Once I was finished, I saved the document -- "Save" took around two minutes (which is why I rarely saved).

I had an external monitor that was sitting next to the PC; while the saving operation was under way, I decided I should move the monitor.

The power switch was on top of the machine (unusual design). While moving the monitor I inadvertently touched this switch and turned the PC of... while it was writing the file.

The file was gone, there was no backup, no previous version, nothing.

I had moved the monitor in order to go to bed, but I didn't go to bed that night. I moved the monitor back to where it was, and spent the rest of the night recreating the report, doing frequent backups on floppy disks, with incremental version names.

This was in 1989. I've never lost a file since.

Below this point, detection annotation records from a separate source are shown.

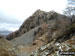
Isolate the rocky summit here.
[0,10,75,56]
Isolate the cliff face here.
[7,10,71,40]
[2,10,75,56]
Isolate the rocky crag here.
[0,10,75,56]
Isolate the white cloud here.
[0,0,67,31]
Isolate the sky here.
[0,0,67,31]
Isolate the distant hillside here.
[7,10,75,40]
[0,31,12,35]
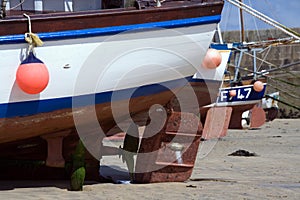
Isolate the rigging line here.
[9,0,26,10]
[228,61,300,77]
[227,0,300,40]
[270,76,300,87]
[227,0,290,31]
[268,83,300,101]
[234,47,277,67]
[249,0,261,41]
[256,46,272,71]
[265,0,280,38]
[268,83,300,99]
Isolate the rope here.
[10,0,25,10]
[227,0,300,40]
[23,13,43,52]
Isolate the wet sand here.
[0,119,300,200]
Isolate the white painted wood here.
[0,24,216,103]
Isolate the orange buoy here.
[202,49,222,69]
[229,90,236,97]
[253,81,264,92]
[16,52,49,94]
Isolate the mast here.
[239,0,245,42]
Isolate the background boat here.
[0,0,223,179]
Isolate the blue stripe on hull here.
[0,77,195,118]
[0,15,221,44]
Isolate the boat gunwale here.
[0,0,224,21]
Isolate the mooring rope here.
[23,13,43,52]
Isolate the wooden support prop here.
[250,105,266,128]
[202,107,232,139]
[41,130,71,168]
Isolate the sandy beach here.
[0,119,300,200]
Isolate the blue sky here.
[220,0,300,31]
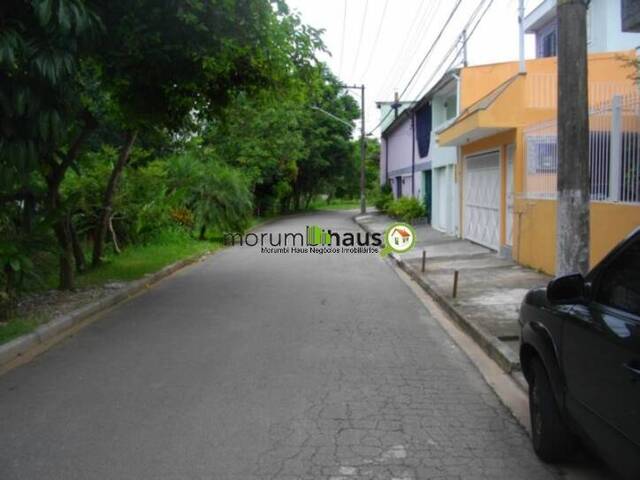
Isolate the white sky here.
[287,0,541,136]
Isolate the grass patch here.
[76,231,220,287]
[0,317,41,344]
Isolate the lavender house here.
[378,70,459,235]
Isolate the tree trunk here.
[109,215,120,255]
[67,218,87,273]
[91,130,138,267]
[43,113,96,290]
[53,216,75,290]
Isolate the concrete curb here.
[0,216,282,369]
[0,253,206,368]
[353,215,520,374]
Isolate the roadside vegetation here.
[0,0,379,342]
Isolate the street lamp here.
[341,83,367,214]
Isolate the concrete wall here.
[514,199,640,274]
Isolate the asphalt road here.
[0,213,557,480]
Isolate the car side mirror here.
[547,273,587,305]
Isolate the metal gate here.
[464,152,500,250]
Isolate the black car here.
[520,228,640,480]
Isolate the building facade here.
[437,51,640,274]
[524,0,640,58]
[380,70,459,235]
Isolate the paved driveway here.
[0,213,555,480]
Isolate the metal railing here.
[525,73,637,110]
[523,92,640,203]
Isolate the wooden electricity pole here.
[556,0,591,275]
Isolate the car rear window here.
[596,241,640,316]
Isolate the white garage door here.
[464,152,500,250]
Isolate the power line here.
[376,0,442,97]
[416,0,493,98]
[353,0,369,79]
[400,0,462,97]
[367,0,494,135]
[380,2,443,98]
[362,0,389,79]
[338,0,347,76]
[369,0,462,133]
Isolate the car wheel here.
[529,358,574,462]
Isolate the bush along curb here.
[0,252,211,368]
[353,215,520,374]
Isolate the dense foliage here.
[0,0,378,310]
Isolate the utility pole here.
[518,0,526,73]
[460,28,469,67]
[360,83,367,214]
[311,84,367,213]
[556,0,591,275]
[341,84,364,213]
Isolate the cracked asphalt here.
[0,212,557,480]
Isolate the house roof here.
[382,68,460,137]
[437,73,525,146]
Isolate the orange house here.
[438,51,640,274]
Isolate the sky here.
[287,0,541,136]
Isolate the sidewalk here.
[355,213,551,372]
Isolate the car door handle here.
[622,361,640,377]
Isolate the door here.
[562,237,640,478]
[431,168,447,232]
[505,145,516,247]
[422,170,433,223]
[463,152,500,250]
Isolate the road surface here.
[0,212,568,480]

[+] JohnBooty|13 years ago|reply
This happened to me once on a much smaller scale. Forgot the "where" clause on a DELETE statement. My screwup, obviously.

We actually had a continuous internal backup plan, but when I requested a restore, the IT guy told me they were backing up everything but the databases, since "they were always in use."

(Let that sink in for a second. The IT team actually thought that was an acceptable state of affairs: "Uh, yeah! We're backing up! Yeah! Well, some things. Most things. The files that don't get like, used and stuff.")

That day was one of the lowest feelings I ever had, and that screwup "only" cost us a few thousand dollars as opposed to the millions of dollars the blog post author's mistake cost the company. I literally can't imagine how he felt.

[+] islon|13 years ago|reply
I know how you felt. Many years ago when I was a junior working in a casual game company, I were to add a bunch of credits to a poker player (fake money). I forget the where in the SQL clause and added credits to every player in our database. Lucky me it was an add and not a set and I could revert it. Another time I was going to shutdown my pc (a debian box) using "shutdown -h now" and totally forgot that I was in a ssh session to our main game server. I had to call the tech support overseas and tell him to physically turn on the server...
[+] newishuser|13 years ago|reply
You did them more good than harm.

1) Not having backups is an excuse-less monumental fuckup.

2) Giving anyone delete access to your production db, especially a junior dev through a GUI tool, is an excuse-less monumental fuckup.

Hopefully they rectified these two problems and are now a stronger company for it.

[+] mootothemax|13 years ago|reply
If you ever notice that your employer or client isn't backing up important data, take a tip from me: do a backup, today, in your free time, and if possible, and again in your free time, create the most basic regular backup system you can.

When the time comes, and someone screws up, you will seem like a god when you deliver your backup, whether it's a 3-month-old one-off, or from your crappy daily backup system.

[+] danielh|13 years ago|reply
That is good advice, just make sure that it doesn't look like you are stealing your customers/clients data.
[+] rocky1138|13 years ago|reply
This.

Even if it's old, when you're facing no data or old data, old data looks like heaven.